Disebutnya, dampak bencana seperti banjir dan longsor yang terjadi di Sumatra, tidak hanya merusak infrastruktur dan permukiman. Tetapi juga mengguncang keberlangsungan pendidikan ribuan pelajar dan mahasiswa yang terdampak bencana.
"Untuk itu, kami meminta kepada Kemendiktisaintek untuk segera mendata seluruh mahasiswa dari daerah terdampak bencana melalui kampus-kampus di seluruh Indonesia, dan memberikan dispensasi penundaan dan keringanan pembayaran SPP-nya.
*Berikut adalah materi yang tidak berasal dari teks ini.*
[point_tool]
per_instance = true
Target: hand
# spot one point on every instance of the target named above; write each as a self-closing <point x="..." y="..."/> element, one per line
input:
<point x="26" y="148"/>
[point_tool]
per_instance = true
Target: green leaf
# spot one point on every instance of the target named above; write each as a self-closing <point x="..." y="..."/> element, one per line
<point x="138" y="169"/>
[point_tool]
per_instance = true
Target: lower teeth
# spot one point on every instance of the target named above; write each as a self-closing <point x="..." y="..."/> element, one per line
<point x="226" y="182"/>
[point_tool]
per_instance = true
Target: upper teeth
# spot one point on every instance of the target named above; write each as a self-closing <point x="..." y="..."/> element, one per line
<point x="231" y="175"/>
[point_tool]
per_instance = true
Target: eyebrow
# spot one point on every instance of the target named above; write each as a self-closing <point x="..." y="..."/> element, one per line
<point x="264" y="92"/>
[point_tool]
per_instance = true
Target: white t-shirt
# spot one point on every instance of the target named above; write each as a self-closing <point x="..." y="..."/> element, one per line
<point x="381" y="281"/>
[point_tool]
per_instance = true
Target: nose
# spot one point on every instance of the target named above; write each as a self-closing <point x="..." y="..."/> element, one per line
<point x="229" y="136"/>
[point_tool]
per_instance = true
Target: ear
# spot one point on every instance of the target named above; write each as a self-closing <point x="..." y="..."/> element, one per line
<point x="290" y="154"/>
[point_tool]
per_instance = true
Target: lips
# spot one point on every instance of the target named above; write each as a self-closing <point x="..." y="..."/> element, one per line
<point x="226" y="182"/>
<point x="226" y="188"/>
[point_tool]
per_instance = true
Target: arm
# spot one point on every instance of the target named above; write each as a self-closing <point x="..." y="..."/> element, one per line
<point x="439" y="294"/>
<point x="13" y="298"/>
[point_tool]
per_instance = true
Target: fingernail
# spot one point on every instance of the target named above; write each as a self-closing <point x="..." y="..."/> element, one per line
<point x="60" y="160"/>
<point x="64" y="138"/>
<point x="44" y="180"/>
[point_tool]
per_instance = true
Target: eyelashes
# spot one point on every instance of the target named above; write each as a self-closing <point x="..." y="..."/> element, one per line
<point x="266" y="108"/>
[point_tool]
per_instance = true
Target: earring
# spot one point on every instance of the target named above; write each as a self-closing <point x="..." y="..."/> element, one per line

Mengingat ini sudah mendekati UAS dan memasuki semester genap 2026," jelas politisi PDIP itu.
Esti menanggapi pernyataan Presiden Prabowo Subianto mengenai kemungkinan penetapan status darurat bencana nasional di Sumatera.
Dia menilai, pernyataan presiden menegaskan bahwa Indonesia berada dalam fase kedaruratan yang memerlukan respons terpadu, termasuk di sektor pendidikan tinggi yang kini di ambang UAS dan memasuki semester genap 2026.
"Karena itu, dispensasi dan keringanan UKT bagi mahasiswa menjadi penting. Ini untuk meringankan beban orang tua dan mahasiswa yang terdampak bencana alam. Kebijakan ini harus berlaku bagi semua mahasiswa dari seluruh daerah terdampak bencana di Indonesia," kata dia.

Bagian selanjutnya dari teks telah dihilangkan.